Aber nun zurück zum Titelkampf in Schaftlach. Als Vorrundenerster genügte dem Kühbacher Quintett bereits ein Unentschieden in der ersten Qualifikationsrunde gegen den EC Passau-Neustift, um vorzeitig ins große Finale einzuziehen – und siehe da, mit einem taktisch klug herausgespielten 13:13 gelang dies tatsächlich. Der TSV Hartpenning musste dagegen schon zwei Qualifikationsrunden (28:8 gegen den EC Untertraubenbach, 14:3 gegen Passau-Neustift) bestreiten, um ebenfalls ins Endspiel zu kommen.

Aber da war ja noch die Sache aus der Vorrunde: Spukt den Kühbacherinnen die Niederlage aus Partie Nummer sieben noch negativ durch den Kopf – oder wollen sie zum Abschluss erst recht die große Revanche dafür? Nach vier Kehren war das große Finale noch komplett ausgeglichen (10:10), ehe Filgertshofer und Co. in Kehre fünf doch vorentscheidend mit 17:10 davonzogen. Am Ende stand’s offiziell sogar 20:10 für sie: Was für ein außergewöhnlicher Triumph!

„Uns ist an diesem Tag einfach alles rausgegangen“, sagt Filgertshofer: „Unsere Leistungen waren top, und das nötige Glück befand sich diesmal ebenfalls auf unserer Seite.“ Letzteres ging sogar so weit, dass am Abend ganz zufällig auch die Saisonabschlussfeier der Kühbacher Stockschützen in der heimischen Wettkampfhalle stattfand. Somit konnte dem erfolgreichen Damenquintett sofort nach dessen Rückkehr ein rauschender Empfang bereitet werden – inklusive Partybeleuchtung und herzlicher Gratulation durch den Kühbacher Bürgermeister Karl-Heinz Kerscher.

Auch 2023 wieder Eintrag ins Goldene Buch

„Jener fiebert immer sehr leidenschaftlich mit uns mit, drückt uns stets fest die Daumen“, berichtet Filgertshofer über das Gemeinde-Oberhaupt. Prompt stehe nach dem erneuten DM-Triumph schon jetzt fest, dass sich die TSV-Stockschützinnen auch im nächsten Jahr wieder in das Goldene Buch von Kühbach eintragen dürfen – exakt so, wie bereits heuer wegen des im Jahr 2021 gewonnenen Deutschen Meistertitels geschehen. „Insgesamt hatte ich schon dreimal die Ehre, das zu tun – und ich werde es immer wieder als riesengroße Auszeichnung für mich empfinden“, betont Filgertshofer stolz.

Aber grundsätzlich ist das doch eher zweitrangig für sie.

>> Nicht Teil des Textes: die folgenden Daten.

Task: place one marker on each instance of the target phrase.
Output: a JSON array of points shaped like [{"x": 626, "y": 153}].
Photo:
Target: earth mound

In erster Linie ist die Sattelbergerin deswegen Stockschützin, weil ihr die Sportart an sich Riesenspaß macht. „Daran hat sich in den vergangenen Jahrzehnten nichts geändert – und daran wird sich hoffentlich auch so schnell nichts ändern“, erklärt die 39-Jährige. Ihre einzigartige Erfolgsgeschichte könnte also noch ein schönes Stückchen weitergehen – oder? „Schaun mer einfach mal, was noch so kommt“, sagt Filgertshofer hierzu mit einem breiten Grinsen im Gesicht.